Project Veritas recently released clips of a conversation it recorded between a Veritas operative and Google’s Head of Responsible Innovation, Jen Gennai. The content of their conversation, combined with internal memos released and explicated by an anonymous internal whistleblower, were meant to demonstrate a pervasive and insidious left-wing bias at Google. How insidious that bias is remains an open question, but if O’Keefe’s footage and documents are to be believed, there are certainly people at the company promoting intersectional and other critical theories designed to influence algorithms and search outcomes.
Take, for instance, the so-called “Machine Learning Fairness” algorithms used by Google, designed to avoid producing results that are, as an internal memo describes, facilitated by the “unjust or prejudicial treatment of people that is related to sensitive characteristics, such as race, income, sexual orientation or gender through algorithmic systems or algorithmically aided decision-making.” Google calls this phenomenon “algorithmic unfairness,” which sounds benign enough; later in the document, however, Google expounds upon precisely what this means in practice.

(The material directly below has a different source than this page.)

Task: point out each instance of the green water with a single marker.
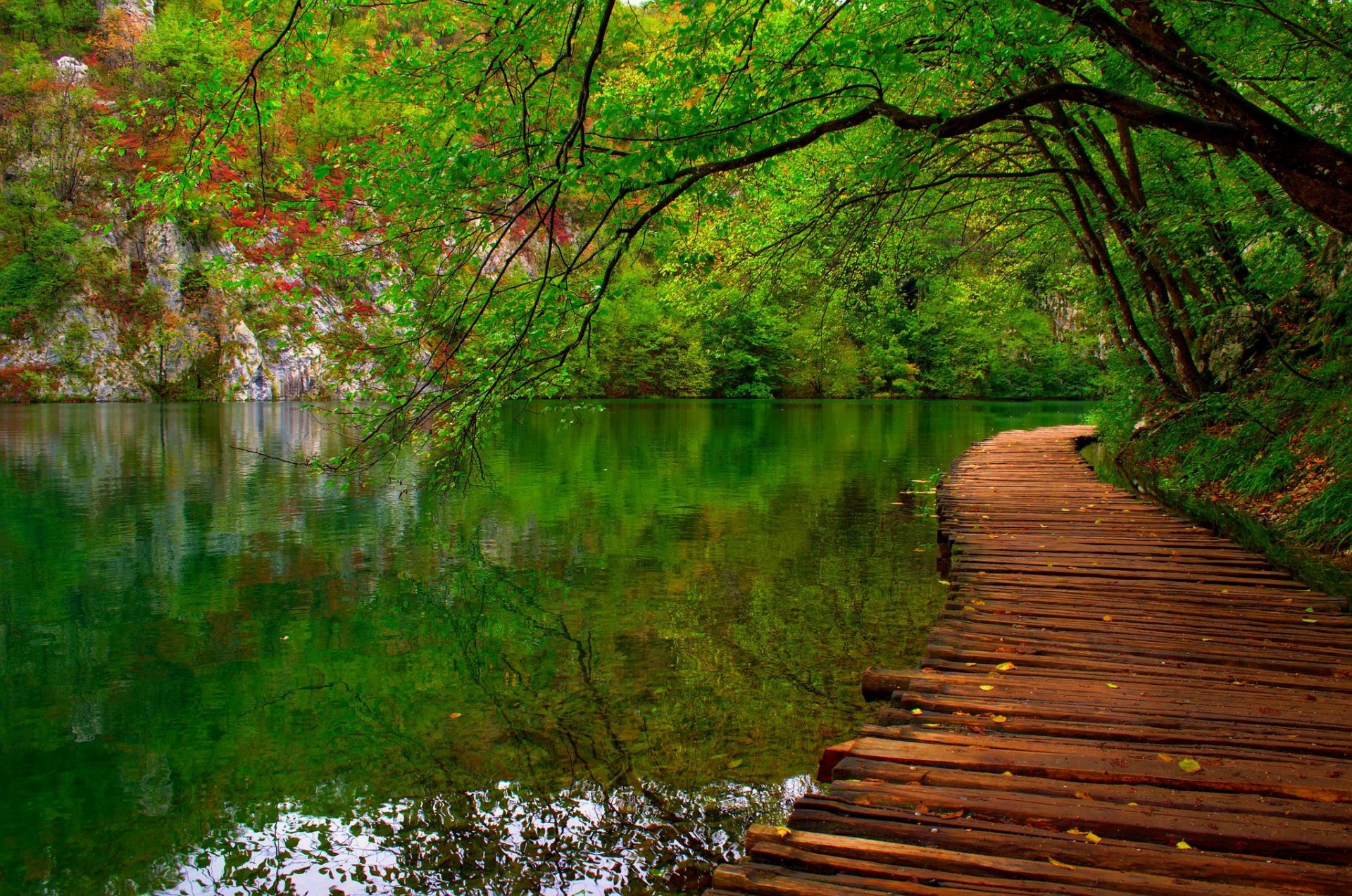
(222, 675)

When a search result “is factually accurate” — or, in other words, when the company’s search algorithm delivers an accurate and precise representation of the world as it is — Google insists that this can “still be algorithmic unfairness.”
The memo lays out an example of this phenomenon: “Imagine that a Google image query for CEOs shows predominantly men. Even if it were a factually accurate representation of the world, it would still be algorithmic unfairness.”